To refuse this bill is not easy. It would have been much easier in fact to say 'yes' to the bill. I have met a number of people committed to their relationships over the past few weeks and I can see the love and deep respect they have for their partners. But this is not about wishes and wants or helping your friends to get something they really want. This is about trying to do what is right for everyone, same-sex and heterosexual alike.

By now legislating for same-sex marriage, the Tasmanian Labor Party has reversed its very clear and unambiguous 2010 election policy position on marriage. It presently does not have a clear electoral mandate to do this. The Tasmanian Labor Party won government in 2010 after explicitly stating it would not change the definition of marriage. Simply put, there is no mandate for this government on this platform. I believe that Tasmania going alone on this bill will cause much more grief and upset to everyone, both same-sex and heterosexual.

It is very easy to make the case for both sides, but as has been mentioned by other members we have different legal views regarding the constitutionality of this bill and at the end of the day it is likely there will be a High Court challenge. If we should lose a High Court challenge any marriages performed may be deemed not legal and I think that would be doubly hurtful for those involved.

Interestingly, on 20 September 2011 the Australian reported:

Tasmanian Premier Lara Giddings has endorsed a parliamentary motion urging the federal government to legalise same-sex marriage, but says the state won't 'go it alone' in changing the definition of marriage.

… Ms Giddings said she would not move to legalise same-sex marriage. She said, 'The legal advice that I have says we cannot go it alone, because the Marriage Act is very much a commonwealth piece of legislation.

What we have done is go as far as we possibly can in assisting civil unions in that respect, and looking that we ensure that those relationships are given the widest possible protection.

However, following the State Labor Party Conference in August 2012 the honourable Premier said she would move to legislate marriage equality by the end of the year and that she had legal advice that Tasmania could go it alone. This begs the questions as to what has changed in 12 months in the legal advice, and why she will not release the legal advice from the Solicitor-General.

I accept the legal advice may have been from two different Solicitors-General, but the question is still raised as to why this advice is not released. I also note advice from former Chief Justice of Tasmania, William Cox, who states the bill is unconstitutional and asks us to reject this bill.

As mentioned previously, to date I have received over 2 000 emails and letters, not to mention phone calls from my electorate, and currently they appear strongly against the legislation. However, like anything, the vast majority are silent and do not pass an opinion, and may or may not be in favour.

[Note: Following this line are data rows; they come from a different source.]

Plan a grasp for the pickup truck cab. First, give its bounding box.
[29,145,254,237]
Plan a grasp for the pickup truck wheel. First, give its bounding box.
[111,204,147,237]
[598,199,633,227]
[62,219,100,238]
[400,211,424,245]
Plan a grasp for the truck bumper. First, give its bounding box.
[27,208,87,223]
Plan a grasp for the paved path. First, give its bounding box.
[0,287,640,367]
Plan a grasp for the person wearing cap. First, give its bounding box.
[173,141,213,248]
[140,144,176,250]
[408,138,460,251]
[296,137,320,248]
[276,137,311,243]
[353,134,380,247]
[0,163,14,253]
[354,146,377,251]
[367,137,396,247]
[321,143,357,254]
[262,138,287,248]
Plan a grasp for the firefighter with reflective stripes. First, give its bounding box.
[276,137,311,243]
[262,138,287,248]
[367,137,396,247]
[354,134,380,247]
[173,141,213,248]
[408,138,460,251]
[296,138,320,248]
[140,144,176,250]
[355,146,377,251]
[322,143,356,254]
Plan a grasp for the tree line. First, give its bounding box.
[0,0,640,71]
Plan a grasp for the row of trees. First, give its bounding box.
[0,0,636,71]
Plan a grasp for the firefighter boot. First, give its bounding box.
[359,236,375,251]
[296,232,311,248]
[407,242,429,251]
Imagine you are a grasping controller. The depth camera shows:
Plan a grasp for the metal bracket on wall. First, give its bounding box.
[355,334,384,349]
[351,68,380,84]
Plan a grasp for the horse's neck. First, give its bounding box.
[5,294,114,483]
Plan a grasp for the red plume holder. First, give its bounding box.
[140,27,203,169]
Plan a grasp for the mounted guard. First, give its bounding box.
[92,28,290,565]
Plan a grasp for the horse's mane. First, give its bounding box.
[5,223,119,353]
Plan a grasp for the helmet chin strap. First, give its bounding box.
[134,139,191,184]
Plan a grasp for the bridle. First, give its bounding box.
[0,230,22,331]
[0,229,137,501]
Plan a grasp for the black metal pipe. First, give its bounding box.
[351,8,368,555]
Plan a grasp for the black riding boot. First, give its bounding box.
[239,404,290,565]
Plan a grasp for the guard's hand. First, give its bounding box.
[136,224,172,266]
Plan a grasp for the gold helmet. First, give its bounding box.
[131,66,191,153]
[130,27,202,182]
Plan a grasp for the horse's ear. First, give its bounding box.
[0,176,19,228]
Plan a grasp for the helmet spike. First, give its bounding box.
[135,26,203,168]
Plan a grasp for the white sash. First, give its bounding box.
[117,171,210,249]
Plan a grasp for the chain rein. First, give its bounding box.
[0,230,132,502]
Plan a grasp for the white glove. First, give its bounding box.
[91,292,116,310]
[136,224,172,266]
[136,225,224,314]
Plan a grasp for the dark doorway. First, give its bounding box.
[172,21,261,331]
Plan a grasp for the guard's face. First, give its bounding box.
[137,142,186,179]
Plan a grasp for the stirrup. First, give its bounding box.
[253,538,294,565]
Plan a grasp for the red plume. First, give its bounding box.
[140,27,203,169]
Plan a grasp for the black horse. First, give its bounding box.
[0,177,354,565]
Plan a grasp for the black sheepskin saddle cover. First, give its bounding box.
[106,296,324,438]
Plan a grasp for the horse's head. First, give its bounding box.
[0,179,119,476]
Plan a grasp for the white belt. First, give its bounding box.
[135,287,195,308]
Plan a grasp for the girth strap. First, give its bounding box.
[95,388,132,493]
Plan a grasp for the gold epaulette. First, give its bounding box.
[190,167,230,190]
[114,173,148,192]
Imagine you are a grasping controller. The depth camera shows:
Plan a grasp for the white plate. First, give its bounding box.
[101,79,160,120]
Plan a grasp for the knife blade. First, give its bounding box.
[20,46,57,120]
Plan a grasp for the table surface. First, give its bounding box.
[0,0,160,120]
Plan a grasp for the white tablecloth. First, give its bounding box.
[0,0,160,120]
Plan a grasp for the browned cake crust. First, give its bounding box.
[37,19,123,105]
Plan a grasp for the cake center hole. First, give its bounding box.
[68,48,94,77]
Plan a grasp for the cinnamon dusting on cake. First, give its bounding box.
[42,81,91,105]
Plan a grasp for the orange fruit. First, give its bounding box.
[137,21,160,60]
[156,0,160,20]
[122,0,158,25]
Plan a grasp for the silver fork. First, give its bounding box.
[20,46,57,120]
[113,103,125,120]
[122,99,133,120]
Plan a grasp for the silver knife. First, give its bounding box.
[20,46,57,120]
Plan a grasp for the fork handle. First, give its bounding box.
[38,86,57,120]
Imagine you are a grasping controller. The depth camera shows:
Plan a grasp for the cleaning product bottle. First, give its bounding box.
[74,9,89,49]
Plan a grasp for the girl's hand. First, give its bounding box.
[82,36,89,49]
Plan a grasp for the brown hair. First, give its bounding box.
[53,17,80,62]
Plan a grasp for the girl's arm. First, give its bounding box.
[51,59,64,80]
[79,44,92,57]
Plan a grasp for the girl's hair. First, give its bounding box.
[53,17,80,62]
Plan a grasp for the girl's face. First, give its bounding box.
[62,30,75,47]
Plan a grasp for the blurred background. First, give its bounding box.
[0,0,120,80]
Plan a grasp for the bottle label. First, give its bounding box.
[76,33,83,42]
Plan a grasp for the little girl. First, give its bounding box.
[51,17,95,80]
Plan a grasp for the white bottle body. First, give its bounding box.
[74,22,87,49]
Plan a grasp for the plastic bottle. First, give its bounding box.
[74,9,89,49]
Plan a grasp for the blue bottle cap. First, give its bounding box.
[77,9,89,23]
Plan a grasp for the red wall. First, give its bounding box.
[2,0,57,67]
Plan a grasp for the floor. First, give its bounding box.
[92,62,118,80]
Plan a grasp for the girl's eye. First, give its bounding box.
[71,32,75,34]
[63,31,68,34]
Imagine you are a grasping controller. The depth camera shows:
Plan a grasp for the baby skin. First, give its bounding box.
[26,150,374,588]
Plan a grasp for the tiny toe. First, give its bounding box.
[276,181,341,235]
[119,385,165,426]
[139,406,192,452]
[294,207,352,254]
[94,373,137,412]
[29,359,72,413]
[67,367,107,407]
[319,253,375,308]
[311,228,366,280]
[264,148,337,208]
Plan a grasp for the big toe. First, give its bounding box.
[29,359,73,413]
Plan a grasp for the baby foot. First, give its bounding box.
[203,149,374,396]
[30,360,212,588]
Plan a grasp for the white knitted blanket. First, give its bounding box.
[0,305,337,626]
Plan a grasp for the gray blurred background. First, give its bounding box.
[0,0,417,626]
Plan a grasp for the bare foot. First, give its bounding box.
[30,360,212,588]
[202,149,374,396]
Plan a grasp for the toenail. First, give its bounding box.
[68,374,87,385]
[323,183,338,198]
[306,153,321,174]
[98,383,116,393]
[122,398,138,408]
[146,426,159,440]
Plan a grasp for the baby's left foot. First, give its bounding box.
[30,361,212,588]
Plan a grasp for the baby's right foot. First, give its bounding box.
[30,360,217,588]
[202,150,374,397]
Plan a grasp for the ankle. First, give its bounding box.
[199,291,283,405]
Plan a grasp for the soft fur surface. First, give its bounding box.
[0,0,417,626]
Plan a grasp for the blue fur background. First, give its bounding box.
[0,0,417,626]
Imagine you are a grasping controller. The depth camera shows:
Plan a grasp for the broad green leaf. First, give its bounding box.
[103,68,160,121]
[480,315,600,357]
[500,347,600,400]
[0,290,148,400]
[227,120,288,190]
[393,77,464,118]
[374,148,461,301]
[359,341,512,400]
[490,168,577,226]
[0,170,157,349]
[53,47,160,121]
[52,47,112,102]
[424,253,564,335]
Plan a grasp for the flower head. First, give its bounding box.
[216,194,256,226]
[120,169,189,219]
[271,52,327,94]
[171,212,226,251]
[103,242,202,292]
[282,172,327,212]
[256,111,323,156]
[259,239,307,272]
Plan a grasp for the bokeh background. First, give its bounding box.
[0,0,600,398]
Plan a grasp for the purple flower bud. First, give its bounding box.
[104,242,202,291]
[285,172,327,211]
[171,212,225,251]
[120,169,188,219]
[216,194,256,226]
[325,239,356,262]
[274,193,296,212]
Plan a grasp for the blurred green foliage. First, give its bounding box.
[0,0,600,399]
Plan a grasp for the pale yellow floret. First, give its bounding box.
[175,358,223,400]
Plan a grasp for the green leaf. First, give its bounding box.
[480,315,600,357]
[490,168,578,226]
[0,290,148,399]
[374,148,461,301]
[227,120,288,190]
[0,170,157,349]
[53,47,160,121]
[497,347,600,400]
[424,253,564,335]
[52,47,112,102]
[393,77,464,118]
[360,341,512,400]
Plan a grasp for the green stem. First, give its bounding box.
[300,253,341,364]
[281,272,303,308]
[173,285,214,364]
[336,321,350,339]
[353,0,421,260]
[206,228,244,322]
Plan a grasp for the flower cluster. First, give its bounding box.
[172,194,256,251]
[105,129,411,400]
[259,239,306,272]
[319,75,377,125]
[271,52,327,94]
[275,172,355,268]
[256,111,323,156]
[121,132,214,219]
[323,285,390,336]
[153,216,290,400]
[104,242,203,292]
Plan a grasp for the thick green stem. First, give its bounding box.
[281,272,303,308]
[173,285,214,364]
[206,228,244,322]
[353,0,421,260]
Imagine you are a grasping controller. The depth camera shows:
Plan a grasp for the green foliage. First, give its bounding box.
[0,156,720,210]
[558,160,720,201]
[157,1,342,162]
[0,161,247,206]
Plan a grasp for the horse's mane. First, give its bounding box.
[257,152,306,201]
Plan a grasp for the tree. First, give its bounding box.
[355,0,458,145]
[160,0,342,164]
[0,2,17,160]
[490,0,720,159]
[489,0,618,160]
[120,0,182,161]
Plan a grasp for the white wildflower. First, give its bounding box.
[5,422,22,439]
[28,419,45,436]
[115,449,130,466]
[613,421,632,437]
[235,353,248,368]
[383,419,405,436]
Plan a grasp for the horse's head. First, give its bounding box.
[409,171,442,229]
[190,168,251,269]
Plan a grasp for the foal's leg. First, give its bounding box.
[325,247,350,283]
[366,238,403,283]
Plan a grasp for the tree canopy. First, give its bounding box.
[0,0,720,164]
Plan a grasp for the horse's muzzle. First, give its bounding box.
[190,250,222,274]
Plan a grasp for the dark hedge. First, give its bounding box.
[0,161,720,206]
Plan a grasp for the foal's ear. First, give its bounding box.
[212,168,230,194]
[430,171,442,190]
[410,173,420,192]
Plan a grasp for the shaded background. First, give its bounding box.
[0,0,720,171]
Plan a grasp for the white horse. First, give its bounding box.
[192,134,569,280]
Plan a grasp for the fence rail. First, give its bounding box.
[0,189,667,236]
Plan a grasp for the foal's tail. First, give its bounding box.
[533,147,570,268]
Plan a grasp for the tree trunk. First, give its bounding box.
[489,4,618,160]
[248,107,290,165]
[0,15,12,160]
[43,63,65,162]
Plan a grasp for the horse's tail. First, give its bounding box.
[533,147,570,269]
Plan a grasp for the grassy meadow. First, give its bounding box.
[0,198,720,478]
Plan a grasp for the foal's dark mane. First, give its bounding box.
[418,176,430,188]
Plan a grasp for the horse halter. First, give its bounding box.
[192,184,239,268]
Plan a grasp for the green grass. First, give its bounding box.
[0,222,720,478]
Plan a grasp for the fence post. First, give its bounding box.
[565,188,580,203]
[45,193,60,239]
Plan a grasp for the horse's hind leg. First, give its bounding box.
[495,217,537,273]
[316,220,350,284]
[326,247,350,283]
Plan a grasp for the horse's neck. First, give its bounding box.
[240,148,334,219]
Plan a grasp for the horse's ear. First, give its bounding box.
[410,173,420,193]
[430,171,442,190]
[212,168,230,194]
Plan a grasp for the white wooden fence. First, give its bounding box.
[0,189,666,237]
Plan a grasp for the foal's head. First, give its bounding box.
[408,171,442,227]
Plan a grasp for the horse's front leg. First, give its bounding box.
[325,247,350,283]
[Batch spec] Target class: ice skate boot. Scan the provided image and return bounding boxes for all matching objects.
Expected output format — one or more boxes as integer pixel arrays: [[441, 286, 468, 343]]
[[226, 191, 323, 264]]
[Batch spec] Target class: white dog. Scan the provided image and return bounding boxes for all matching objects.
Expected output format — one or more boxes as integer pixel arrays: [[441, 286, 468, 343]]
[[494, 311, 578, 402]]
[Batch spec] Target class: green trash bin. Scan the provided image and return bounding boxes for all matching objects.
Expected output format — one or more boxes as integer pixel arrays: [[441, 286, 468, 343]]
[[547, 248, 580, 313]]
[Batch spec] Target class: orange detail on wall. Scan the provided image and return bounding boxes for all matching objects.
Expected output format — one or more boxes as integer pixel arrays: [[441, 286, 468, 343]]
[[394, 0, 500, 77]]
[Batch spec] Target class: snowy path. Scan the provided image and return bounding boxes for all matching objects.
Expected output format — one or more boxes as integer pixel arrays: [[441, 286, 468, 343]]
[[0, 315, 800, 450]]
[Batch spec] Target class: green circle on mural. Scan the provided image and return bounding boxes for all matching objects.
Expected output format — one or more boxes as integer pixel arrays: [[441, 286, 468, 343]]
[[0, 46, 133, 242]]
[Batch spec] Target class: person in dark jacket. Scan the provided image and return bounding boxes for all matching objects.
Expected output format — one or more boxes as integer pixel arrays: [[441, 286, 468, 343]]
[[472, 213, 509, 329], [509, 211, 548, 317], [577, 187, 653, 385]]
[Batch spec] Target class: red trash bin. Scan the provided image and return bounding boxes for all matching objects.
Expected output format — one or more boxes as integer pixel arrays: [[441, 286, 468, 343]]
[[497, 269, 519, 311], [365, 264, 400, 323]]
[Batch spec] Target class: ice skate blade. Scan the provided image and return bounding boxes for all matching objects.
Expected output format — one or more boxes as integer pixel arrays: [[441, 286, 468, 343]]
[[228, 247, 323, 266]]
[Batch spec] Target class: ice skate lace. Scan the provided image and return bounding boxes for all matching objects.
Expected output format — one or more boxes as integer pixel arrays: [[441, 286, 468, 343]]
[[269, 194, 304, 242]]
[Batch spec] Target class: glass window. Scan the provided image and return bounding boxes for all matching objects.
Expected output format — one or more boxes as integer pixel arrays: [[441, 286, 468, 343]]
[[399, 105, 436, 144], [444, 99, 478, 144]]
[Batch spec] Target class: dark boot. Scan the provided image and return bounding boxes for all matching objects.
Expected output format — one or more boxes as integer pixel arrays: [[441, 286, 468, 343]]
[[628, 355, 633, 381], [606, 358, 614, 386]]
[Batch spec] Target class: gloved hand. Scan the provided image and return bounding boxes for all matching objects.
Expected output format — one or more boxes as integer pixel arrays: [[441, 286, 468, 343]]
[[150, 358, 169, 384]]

I believe the only real poll we can believe is a referendum.

This is a commonwealth constitutional issue and it is my belief that the Tasmanian Gay and Lesbian Rights Group should be lobbying the federal government to hold a referendum at the next election in 2013, which once and for all will definitely determine the will of the people and clearly show us the way forward. It would remove any doubt and everyone would have to support the umpire's decision.

At the briefing yesterday we were asked what we would want for our child if he or she were gay. Of course we would all want the best for our children, but is a second-class marriage bill, not relevant anywhere but Tasmania, and possibly not constitutionally legal, the best or equal? I do not think so. This could be described as a Clayton's bill.

I could become very emotional about this, but I do not stand here as a parent or as a mother; I stand here as an elected legislator representing the people of Tasmania. It is as a legislator and not as a mother that I have to make this decision. As is often said, hard cases do not make good laws. This is an extremely difficult decision, but I believe it needs to be the right decision at the right time for everyone - same-sex and heterosexual alike.